Question

Evaluate the following:

`int x^2/(1 - x^4) "d"x` put x² = t

Answer 1

Let I = `int x^2/(1 - x^4) "d"x`

= `int x^2/((1 - x^2)(1 + x^2)) "d"x`

Put x² = t for the purpose of partial fractions.

We get `"t"/((1 - "t")(1 + "t"))`

Resolving into partial fractions we put

`"t"/((1 - "t")(1 + "t")) = "A"/(1 - "t") + "B"/(1 + "t")`  .....[where A and B are arbitrary constants]

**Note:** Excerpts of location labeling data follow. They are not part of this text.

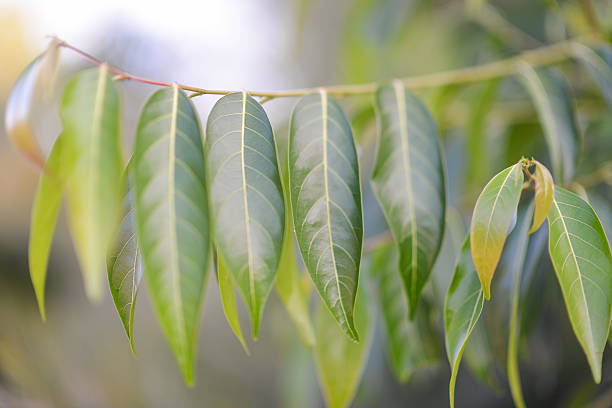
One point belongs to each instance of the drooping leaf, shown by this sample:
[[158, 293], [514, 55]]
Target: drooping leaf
[[90, 116], [517, 252], [544, 193], [172, 217], [45, 208], [39, 75], [288, 278], [326, 202], [464, 303], [124, 261], [580, 254], [340, 361], [412, 344], [228, 299], [552, 100], [408, 179], [247, 207], [491, 221], [599, 65]]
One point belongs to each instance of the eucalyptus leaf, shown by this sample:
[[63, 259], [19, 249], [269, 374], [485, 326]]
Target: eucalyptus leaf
[[491, 221], [544, 193], [340, 361], [326, 202], [172, 217], [413, 344], [228, 299], [90, 116], [38, 76], [247, 207], [599, 64], [45, 209], [552, 100], [408, 180], [517, 252], [124, 261], [464, 304], [288, 278], [580, 254]]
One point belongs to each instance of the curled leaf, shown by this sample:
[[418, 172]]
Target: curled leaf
[[544, 193], [491, 221]]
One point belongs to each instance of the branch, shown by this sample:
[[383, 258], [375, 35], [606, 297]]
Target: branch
[[545, 55]]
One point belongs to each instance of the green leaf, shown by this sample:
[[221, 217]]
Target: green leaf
[[172, 217], [39, 75], [45, 208], [124, 261], [340, 361], [463, 306], [517, 251], [326, 202], [408, 180], [288, 279], [228, 299], [544, 193], [90, 116], [248, 212], [580, 254], [599, 65], [491, 221], [411, 344], [552, 100]]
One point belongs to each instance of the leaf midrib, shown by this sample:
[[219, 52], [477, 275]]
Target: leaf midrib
[[174, 263], [398, 88], [324, 118], [571, 246]]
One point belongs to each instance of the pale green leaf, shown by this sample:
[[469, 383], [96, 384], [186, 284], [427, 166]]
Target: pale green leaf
[[228, 299], [90, 116], [340, 361], [463, 306], [246, 198], [408, 180], [172, 217], [326, 202], [124, 262], [412, 345], [45, 208], [552, 100], [517, 252], [580, 254], [544, 193], [288, 278], [38, 76], [492, 218]]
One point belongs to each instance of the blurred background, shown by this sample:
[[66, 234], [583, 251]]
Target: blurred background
[[81, 357]]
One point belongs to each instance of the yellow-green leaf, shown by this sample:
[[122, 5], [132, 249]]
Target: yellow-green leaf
[[491, 220], [90, 116], [544, 193], [340, 361], [580, 254], [228, 299], [462, 309], [45, 208]]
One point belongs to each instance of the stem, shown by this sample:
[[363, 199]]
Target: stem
[[545, 55]]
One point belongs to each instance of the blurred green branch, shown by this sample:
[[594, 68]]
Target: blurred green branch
[[545, 55]]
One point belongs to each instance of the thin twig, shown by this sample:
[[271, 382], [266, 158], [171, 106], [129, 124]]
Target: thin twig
[[545, 55]]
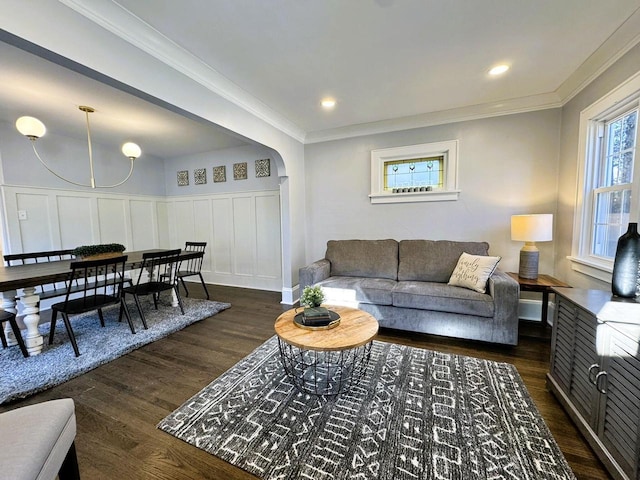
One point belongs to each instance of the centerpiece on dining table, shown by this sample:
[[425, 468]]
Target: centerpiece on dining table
[[99, 251]]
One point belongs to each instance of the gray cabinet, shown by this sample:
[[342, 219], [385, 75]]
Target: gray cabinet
[[595, 373]]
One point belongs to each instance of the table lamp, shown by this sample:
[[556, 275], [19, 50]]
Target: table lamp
[[531, 229]]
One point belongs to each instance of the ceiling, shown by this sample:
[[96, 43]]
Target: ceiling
[[389, 63]]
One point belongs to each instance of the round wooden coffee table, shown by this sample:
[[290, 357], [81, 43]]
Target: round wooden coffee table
[[326, 361]]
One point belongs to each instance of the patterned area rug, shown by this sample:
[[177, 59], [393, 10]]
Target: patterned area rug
[[416, 414], [57, 363]]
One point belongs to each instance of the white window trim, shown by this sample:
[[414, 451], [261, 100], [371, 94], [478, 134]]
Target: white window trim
[[450, 192], [590, 118]]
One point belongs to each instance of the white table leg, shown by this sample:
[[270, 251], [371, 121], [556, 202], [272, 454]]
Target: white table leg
[[174, 299], [33, 340], [9, 305]]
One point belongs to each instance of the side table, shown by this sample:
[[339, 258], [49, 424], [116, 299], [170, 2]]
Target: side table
[[543, 284]]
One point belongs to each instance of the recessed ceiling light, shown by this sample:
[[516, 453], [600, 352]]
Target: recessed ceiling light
[[328, 103], [499, 69]]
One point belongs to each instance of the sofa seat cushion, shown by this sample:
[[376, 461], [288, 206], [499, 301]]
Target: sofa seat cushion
[[433, 260], [363, 258], [339, 290], [442, 298]]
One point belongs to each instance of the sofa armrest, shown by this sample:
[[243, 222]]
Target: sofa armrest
[[506, 297], [501, 285], [314, 273]]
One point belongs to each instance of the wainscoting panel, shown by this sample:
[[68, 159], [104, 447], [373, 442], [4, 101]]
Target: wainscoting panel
[[268, 233], [242, 230], [36, 225], [144, 231], [222, 244], [112, 220], [72, 212], [243, 236], [202, 231]]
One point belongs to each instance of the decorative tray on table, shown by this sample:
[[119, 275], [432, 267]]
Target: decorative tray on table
[[317, 318]]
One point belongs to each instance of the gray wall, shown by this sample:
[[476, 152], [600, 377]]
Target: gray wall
[[226, 157], [507, 165]]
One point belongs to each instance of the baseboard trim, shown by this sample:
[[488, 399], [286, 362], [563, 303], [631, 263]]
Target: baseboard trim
[[290, 295]]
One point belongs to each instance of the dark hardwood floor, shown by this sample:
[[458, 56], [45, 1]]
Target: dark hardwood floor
[[119, 404]]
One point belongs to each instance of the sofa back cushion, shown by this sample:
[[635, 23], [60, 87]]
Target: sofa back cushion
[[433, 260], [363, 258]]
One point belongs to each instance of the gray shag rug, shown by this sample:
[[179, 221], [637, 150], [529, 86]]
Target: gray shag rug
[[57, 363], [416, 414]]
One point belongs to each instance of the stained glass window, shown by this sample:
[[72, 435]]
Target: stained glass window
[[419, 173]]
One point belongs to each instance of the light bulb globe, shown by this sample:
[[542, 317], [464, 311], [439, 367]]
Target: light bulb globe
[[31, 127], [131, 150]]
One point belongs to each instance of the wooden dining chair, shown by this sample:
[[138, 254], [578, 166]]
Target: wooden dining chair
[[161, 269], [11, 318], [96, 284], [193, 266]]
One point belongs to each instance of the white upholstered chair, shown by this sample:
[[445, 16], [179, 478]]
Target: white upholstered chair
[[38, 442]]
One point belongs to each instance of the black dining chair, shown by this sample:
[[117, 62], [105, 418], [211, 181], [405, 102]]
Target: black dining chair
[[161, 268], [193, 266], [95, 284], [11, 318]]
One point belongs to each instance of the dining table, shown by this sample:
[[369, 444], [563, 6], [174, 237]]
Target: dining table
[[18, 283]]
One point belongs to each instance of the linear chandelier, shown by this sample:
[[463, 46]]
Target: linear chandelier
[[32, 128]]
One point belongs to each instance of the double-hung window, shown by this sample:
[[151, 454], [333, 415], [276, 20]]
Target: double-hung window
[[609, 197], [614, 182]]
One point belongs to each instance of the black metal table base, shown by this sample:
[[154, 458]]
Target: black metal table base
[[324, 372]]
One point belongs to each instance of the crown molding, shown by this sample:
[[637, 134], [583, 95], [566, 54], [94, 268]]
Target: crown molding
[[626, 36], [122, 23], [495, 109]]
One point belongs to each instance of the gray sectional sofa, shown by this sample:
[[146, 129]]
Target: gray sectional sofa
[[404, 284]]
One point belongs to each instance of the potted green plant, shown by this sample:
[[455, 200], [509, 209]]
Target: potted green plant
[[102, 250], [312, 296]]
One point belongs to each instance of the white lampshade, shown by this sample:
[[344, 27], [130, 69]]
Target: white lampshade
[[131, 150], [30, 127], [532, 228]]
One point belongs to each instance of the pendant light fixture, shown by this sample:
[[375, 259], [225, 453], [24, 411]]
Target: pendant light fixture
[[32, 128]]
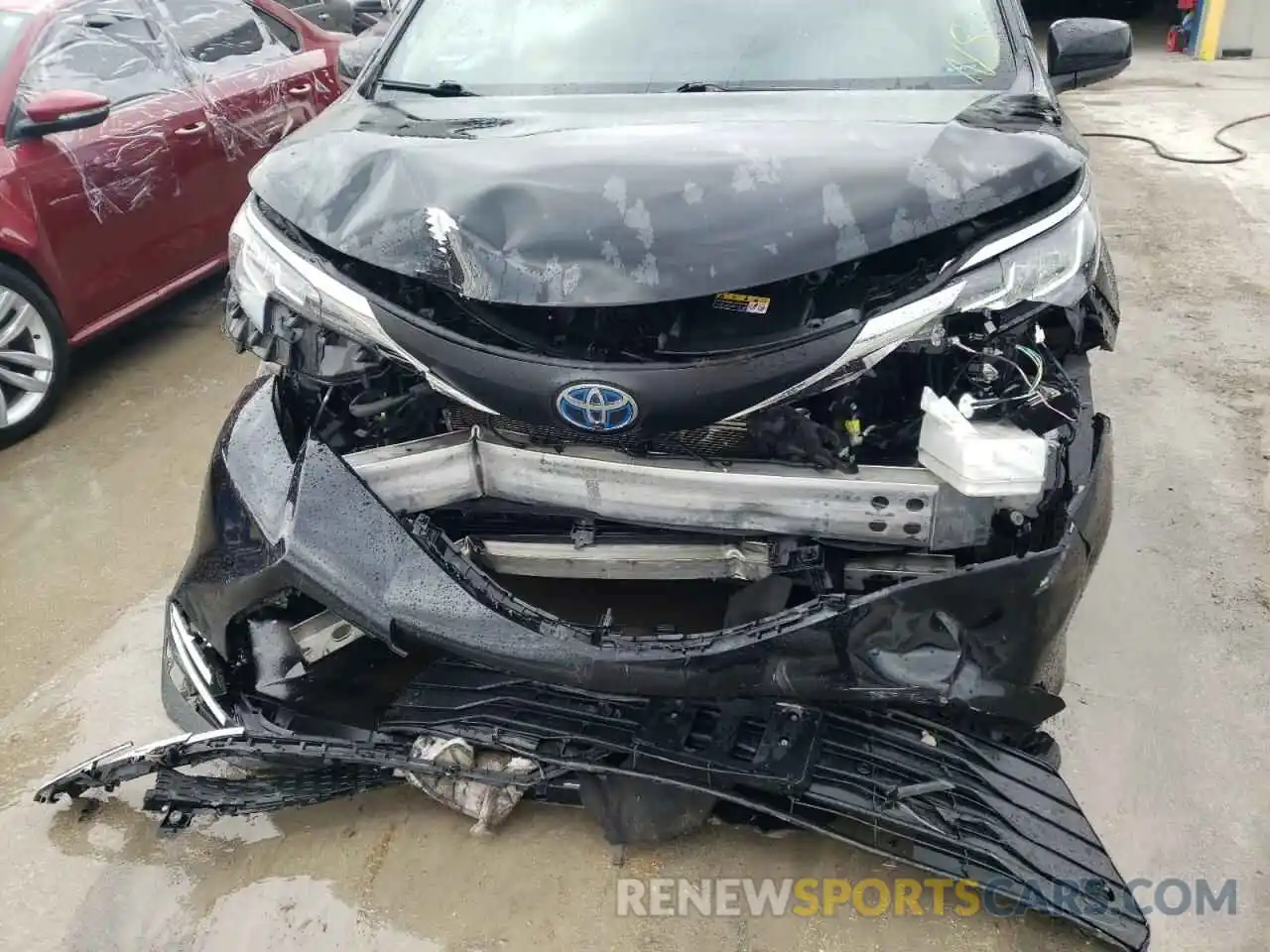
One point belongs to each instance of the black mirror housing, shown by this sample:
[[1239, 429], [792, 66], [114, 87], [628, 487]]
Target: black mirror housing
[[1087, 50]]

⇒ `"t"/((1 - "t")(1 + "t")) = ("A"(1 + "t") + "B"(1 - "t"))/((1 - "t")(1 + "t"))`

⇒ t = A + At + B – Bt

Comparing the like terms, we get A – B = 1 and A + B = 0

Solving the above equations

We have A = `1/2` and B = `- 1/2`

∴ I = `int (1/2)/(1 - x^2) "d"x + int ((-1)/2)/(1 + x^2) "d"x`  ...(Putting t = x²)

= `1/2 * 1/(2*1) log |(1 + x)/(1 - x)| - 1/2 tan^-1x + "C"`

= `1/4 log |(1 + x)/(1 - x)| - 1/2 tan^-1x + 'C"`

Hence, I = `1/4 log |(1 + x)/(1 - x)| - 1/2 tan^-1x + "C"`.